Assignment doesn't copy anything in Python, and "copy by reference" is somewhere between awkward and meaningless (as you actually point out in one of your comments). Assignment causes a variable to begin referring to a value. There aren't separate "fundamental types" in Python; while some of them are built-in, int is still a class.
In both cases, assignment causes the variable to refer to whatever it is that the right-hand-side evaluates to. The behaviour you're seeing is exactly what you should expect in that environment, per the metaphor. Whether your "friend" is an int or a Klasa, assigning to an attribute is fundamentally different from reassigning the variable to a completely other instance, with the correspondingly different behaviour.
The only real difference is that the int doesn't happen to have any attributes you can assign to. (That's the part where the implementation actually has to do a little magic to restrict you.)
You are confusing two different concepts of a "reference". The C++ T& is a magical thing that, when assigned to, updates the referred-to object in-place, and not the reference itself; that can never be "reseated" once the reference is initialized.
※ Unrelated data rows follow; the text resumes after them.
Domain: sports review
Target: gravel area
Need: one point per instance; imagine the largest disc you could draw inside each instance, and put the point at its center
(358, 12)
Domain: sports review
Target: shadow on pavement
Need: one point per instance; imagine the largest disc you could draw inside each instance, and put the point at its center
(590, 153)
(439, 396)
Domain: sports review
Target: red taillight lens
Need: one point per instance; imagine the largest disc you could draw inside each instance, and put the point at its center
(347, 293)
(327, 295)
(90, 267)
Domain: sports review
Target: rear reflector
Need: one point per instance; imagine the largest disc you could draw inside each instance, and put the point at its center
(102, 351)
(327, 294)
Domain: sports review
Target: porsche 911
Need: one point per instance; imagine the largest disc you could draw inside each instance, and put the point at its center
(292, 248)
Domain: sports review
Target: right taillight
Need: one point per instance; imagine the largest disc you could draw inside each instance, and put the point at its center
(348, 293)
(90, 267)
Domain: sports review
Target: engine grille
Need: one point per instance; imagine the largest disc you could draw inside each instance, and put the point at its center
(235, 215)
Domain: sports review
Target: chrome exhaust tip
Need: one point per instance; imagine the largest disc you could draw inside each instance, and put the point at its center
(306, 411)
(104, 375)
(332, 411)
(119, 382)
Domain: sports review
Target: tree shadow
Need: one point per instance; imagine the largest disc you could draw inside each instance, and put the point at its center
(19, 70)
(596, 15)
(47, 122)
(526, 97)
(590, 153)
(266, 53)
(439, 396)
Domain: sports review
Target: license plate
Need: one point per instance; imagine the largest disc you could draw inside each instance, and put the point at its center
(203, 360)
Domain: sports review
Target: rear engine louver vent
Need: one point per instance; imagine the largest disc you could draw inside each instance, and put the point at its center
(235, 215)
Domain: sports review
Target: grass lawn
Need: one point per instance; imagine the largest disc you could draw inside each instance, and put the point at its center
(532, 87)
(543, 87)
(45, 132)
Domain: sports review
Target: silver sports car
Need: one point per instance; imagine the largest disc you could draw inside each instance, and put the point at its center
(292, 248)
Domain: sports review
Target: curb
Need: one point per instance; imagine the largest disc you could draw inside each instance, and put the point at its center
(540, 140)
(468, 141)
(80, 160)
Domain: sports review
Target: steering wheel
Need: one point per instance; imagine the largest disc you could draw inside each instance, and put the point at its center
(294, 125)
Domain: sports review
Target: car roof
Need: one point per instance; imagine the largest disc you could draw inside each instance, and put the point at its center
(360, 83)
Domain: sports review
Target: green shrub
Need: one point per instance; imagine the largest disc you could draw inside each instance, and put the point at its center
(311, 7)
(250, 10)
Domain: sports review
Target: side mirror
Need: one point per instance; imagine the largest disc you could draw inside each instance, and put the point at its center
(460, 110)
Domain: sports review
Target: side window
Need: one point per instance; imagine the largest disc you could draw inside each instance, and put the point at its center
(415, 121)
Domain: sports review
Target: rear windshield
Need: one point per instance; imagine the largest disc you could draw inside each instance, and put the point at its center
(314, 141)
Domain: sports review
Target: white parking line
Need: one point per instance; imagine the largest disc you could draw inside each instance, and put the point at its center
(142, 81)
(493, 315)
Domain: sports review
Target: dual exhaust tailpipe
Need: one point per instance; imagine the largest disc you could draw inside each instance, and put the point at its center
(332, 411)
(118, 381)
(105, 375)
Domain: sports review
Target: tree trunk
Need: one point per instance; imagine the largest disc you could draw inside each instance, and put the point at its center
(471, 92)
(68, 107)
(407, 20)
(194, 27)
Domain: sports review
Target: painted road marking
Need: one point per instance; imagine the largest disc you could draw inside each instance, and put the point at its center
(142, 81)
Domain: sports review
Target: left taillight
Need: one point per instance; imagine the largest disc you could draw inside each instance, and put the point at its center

This is useful in a language where most things are values. In Python, everything is a reference to begin with. The Pythonic reference is more like an always-valid, never-null, not-usable-for-arithmetic, automatically-dereferenced pointer. Assignment causes the reference to start referring to a different thing completely. You can't "update the referred-to object in-place" by replacing it wholesale, because Python's objects just don't work like that. You can, of course, update its internal state by playing with its attributes (if there are any accessible ones), but those attributes are, themselves, also all references.